In the context of smart contracts, an oracle is a third-party source of information that feeds data about the real world into smart contracts. Smart contracts are unable to process real-world events directly – they can only operate on what they’re told by their creator.

Essentially, these transactions need a way to interact with the real world in order for them to work.  Oracles are therefore needed to provide this information and make sure that it’s accurate. 

Oracles are third-party sources of information that feed data about the real world into smart contracts. They can be websites, databases or even other smart contracts. Oracles communicate with smart contracts through an API (application programming interface). Smart contracts require oracles in order to be practical for complex real-world activities like insurance, borrowing, and lending, or gaming.

All nodes in a blockchain system are required to validate the data (i.e. verify transactions). They must all arrive at the same conclusions in order to confirm this. An oracle posts data to the blockchain after receiving it from an external source, such as an API or a mix of sources. Due to the immutability of blockchain data, a node checking this transaction will always come to the same conclusions.

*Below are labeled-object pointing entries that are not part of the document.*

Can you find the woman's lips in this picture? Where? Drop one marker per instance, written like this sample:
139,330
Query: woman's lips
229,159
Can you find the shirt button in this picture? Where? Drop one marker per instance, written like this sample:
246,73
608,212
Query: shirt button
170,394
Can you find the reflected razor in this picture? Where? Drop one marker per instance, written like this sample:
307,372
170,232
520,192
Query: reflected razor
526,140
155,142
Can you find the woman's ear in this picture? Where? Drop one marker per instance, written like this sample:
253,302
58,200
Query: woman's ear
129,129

Additionally, blockchain oracles provide access to data from the real world – like weather forecasts or sports scores – that can be used in smart contracts. For example, if you are running a sports betting platform and want users to pay for their bets with cryptocurrency, an oracle would allow you to get real-time data on sports events so your customers know whether they’ve won their bets or not.* 

Different Types of Oracles

There are different types of oracles. For example: Off-chain data is collected by inbound oracles and brought to the blockchain so that smart contracts can utilise it. Inbound oracles are those that obtain price data on cryptocurrencies or other assets from exchanges. Less often used outbound oracles send data from the blockchain to an external source. There are also software, hardware, human oracles and centralised and decentralised types of oracles that could be mentioned. Oracles are used by Intelly to provide a secure data stream as well.

To conclude,a blockchain oracle therefore is a third-party service that links smart contracts with the outside world, mostly to feed information into them from the outside world but sometimes the other way around. Multiple sources are combined to provide information from around the world, resulting in decentralised knowledge. The ability to interact with the real world through smart contracts is a game-changer. It opens up all kinds of possibilities for how blockchain technology can be used in business, but it also presents some big challenges. How do you know if something has happened? How do you find out what information is available and how reliable it is? And how do you make sure that data isn’t tampered with before sending it onto other parties? These are all questions that need answering before we can start building applications on top of blockchains – which is why oracles are so important for blockchains’ healthy operation.

*Oracles usually work with blockchain technology providers such as Hyperledger and Ethereum to provide this functionality.